One recurring gap: IT-driven ZTNA products expect asset identity be asserted by the endpoint (machine certificates, device posture checks, etc). Yet, many OT assets either cannot be patched to participate in such frameworks or do not even possess sufficient compute capabilities for agent installation. Identity may therefore have to be inferred instead—by MAC address, port, network locality, or other weak signals—raising the bar for secure implementation.
Secure Connectivity Deployment: Architecture, Testing, Reality Checks
Whereas IT ZTNA can be software-deployed to cloud or endpoint with limited disruption, OT rollouts require painstaking risk assessment and staged validation. Critical considerations include:
Latency and Jitter: Many ZTNA brokers (especially those relying on cloud detours or heavy inspection) introduce variable latency, which can be catastrophic for time-sensitive industrial protocols.
Protocol Non-Support: Many industrial protocols (Modbus, DNP3, Profinet) are not natively supported for deep packet inspection or identity assertion in most ZTNA solutions.
Fail-Safe Principles: In OT, the default state on broker/process failure must be safe for the physical process (stop, not let through, not prompt for user interaction).
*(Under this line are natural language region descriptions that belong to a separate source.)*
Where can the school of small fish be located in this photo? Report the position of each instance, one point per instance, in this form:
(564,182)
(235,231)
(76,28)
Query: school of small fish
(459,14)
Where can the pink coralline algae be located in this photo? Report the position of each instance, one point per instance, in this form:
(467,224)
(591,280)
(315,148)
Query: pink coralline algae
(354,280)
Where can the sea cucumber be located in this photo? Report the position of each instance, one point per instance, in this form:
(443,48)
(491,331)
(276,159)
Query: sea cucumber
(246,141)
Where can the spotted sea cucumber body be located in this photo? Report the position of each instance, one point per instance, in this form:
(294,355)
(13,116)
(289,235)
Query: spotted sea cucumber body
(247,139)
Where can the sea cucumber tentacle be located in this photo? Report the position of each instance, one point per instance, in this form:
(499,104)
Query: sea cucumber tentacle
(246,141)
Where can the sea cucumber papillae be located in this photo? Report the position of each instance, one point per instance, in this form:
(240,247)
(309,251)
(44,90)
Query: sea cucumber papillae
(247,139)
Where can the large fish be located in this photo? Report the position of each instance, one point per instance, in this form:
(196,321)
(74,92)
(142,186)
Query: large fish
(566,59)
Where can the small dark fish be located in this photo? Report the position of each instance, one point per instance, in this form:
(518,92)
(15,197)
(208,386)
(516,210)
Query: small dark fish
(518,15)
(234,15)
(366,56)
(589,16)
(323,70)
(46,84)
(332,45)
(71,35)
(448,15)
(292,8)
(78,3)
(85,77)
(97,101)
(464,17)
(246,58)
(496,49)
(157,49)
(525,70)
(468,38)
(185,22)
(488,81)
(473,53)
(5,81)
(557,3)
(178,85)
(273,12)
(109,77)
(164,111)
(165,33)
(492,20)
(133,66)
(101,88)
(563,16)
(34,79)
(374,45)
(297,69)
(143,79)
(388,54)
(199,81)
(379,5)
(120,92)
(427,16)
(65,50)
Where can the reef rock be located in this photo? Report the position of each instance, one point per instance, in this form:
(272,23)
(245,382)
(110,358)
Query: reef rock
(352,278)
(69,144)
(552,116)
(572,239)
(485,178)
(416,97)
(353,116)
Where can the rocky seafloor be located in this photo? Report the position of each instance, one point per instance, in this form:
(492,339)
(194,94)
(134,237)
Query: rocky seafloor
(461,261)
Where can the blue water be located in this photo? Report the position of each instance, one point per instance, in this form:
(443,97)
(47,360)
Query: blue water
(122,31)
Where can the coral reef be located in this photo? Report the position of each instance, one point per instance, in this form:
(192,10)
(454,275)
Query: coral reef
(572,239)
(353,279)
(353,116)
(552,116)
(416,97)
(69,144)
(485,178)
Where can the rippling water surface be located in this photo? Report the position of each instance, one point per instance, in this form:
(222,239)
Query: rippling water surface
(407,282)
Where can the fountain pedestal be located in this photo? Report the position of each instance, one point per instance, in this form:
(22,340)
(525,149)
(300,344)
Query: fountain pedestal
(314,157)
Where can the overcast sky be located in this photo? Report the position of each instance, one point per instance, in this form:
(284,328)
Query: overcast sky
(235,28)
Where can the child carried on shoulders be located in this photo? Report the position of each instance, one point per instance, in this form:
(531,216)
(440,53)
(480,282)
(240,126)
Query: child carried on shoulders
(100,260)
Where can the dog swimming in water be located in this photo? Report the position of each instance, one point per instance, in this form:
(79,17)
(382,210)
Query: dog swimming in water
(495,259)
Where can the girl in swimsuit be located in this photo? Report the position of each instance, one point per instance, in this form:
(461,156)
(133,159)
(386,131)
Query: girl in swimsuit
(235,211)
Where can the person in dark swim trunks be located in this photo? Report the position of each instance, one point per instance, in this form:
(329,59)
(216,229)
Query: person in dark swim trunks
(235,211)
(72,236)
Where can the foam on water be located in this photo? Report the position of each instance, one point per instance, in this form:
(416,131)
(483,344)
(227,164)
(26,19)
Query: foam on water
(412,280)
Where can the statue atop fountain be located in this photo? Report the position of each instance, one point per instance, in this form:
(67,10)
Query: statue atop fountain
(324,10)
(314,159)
Change Control: Many plants have monthly or even quarterly maintenance windows. Pushing an agent update, enforcing new inspection logic, or modifying topology can trigger unexpected faults.
Example: Attempting to enforce user-initiated sessions only (as ZTNA mandates) breaks plant-floor M2M (machine to machine) traffic that runs autonomously and constantly. Retroactively redesigning all plant control traffic to “call out” via a broker can be more dangerous (and costly) than the risk you’re aiming to reduce.
Where ZTNA in OT Does Work
This is not to say ZTNA has no role in OT. It shines in the following scenarios:
Remote Access: Technician and vendor access can be strictly brokered, providing a single audit/control point and reducing VPN sprawl.
Selective Asset Segmentation: Where assets are modern, support secure identity and communications, and are already “IT-friendly” (Windows servers, HMIs, historian databases).
High-Security DMZs: Between Level 3/Level 4, brokering connections to corporate IT from plant OT benefits from applying ZTNA logic—though these are often isolated exceptions, not the main pattern.
Even where possible, ZTNA must be treated as one component of a multi-layered security model—not a panacea, but a targeted tool.
Practical Steps for Industrial ZTNA Adoption
Asset Inventory: Know every asset, protocol, expected data flow, ownership, and risk profile before drawing up ZTNA blueprints.
Protocol and Identity Mapping: Understand what device identity is achievable. Avoid “agent or nothing” solutions.
Engage Operations Teams: Test in lab environments. Validate any change that might affect latency, protocol compatibility, or deterministic operation.
Compensating Controls: Where ZTNA is not viable, strengthen firewalls, deploy protocol-aware proxies, or reinforce monitoring capabilities.
Continuous Review: Revisit your architecture regularly. As assets are upgraded, ZTNA applicability expands—don’t architect for the future at the expense of today’s safety.
Conclusion
Borrowing IT security doctrine blindly for OT environments is an invitation to fragile, unsafe, and ultimately insecure deployments. ZTNA can add real value as a guardrail for remote access and modern OT/IT integration, but only by respecting the unique constraints and operational realities of industrial environments. Collaboration between IT, OT, and network engineering—guided by pragmatic, not dogmatic, approaches—remains essential.
Summary: ZTNA in OT is not a software checkbox to be ticked, but a careful, often partial, architectural effort demanding cross-disciplinary rigor, staged adoption, and a nuanced understanding of industrial risk.